The button sat there longer than it should have.
Not because it was complicated. Not because the software didn’t work. But because once you press it, there’s no pretending you didn’t want to be seen.
Alex checked his mic levels again. Adjusted his camera. Moved a lamp slightly to the left. Anything to delay the moment.
The room was quiet in that way that makes you aware of yourself. Every breath. Every thought.
This is stupid, he thought.
No one’s going to watch.
Then another thought followed, quieter but heavier.
What if someone does?
He clicked “Go Live.”
Nothing happened.
No fireworks. No instant validation. No dramatic shift in reality. Just a red dot, a timer, and a viewer count sitting stubbornly at zero.
He talked anyway.
Not because he was confident. Because silence felt worse.
He talked about the game. About why he liked it. About nothing important. About anything that kept the stream alive, even if it was only alive for him.

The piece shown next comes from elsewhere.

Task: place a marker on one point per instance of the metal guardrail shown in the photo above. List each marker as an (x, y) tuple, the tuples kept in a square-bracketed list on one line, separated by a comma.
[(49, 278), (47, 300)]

Minutes passed. Then longer.
Eventually, one viewer appeared.
Just a “1.”
No message. No greeting. Just a number.
Alex remembers that moment clearly, even now. Because that “1” wasn’t a fan. It wasn’t a supporter. It was proof. Proof that someone, somewhere, could stumble into the space he created.
Then the number went back to zero.
And weirdly, that hurt less than he expected.
Because the hardest part was already done.
He didn’t quit that night. He didn’t feel victorious either. He just ended stream, leaned back in his chair, and said out loud to no one,
“Okay. I did it.”
That sentence mattered more than any follow count ever would.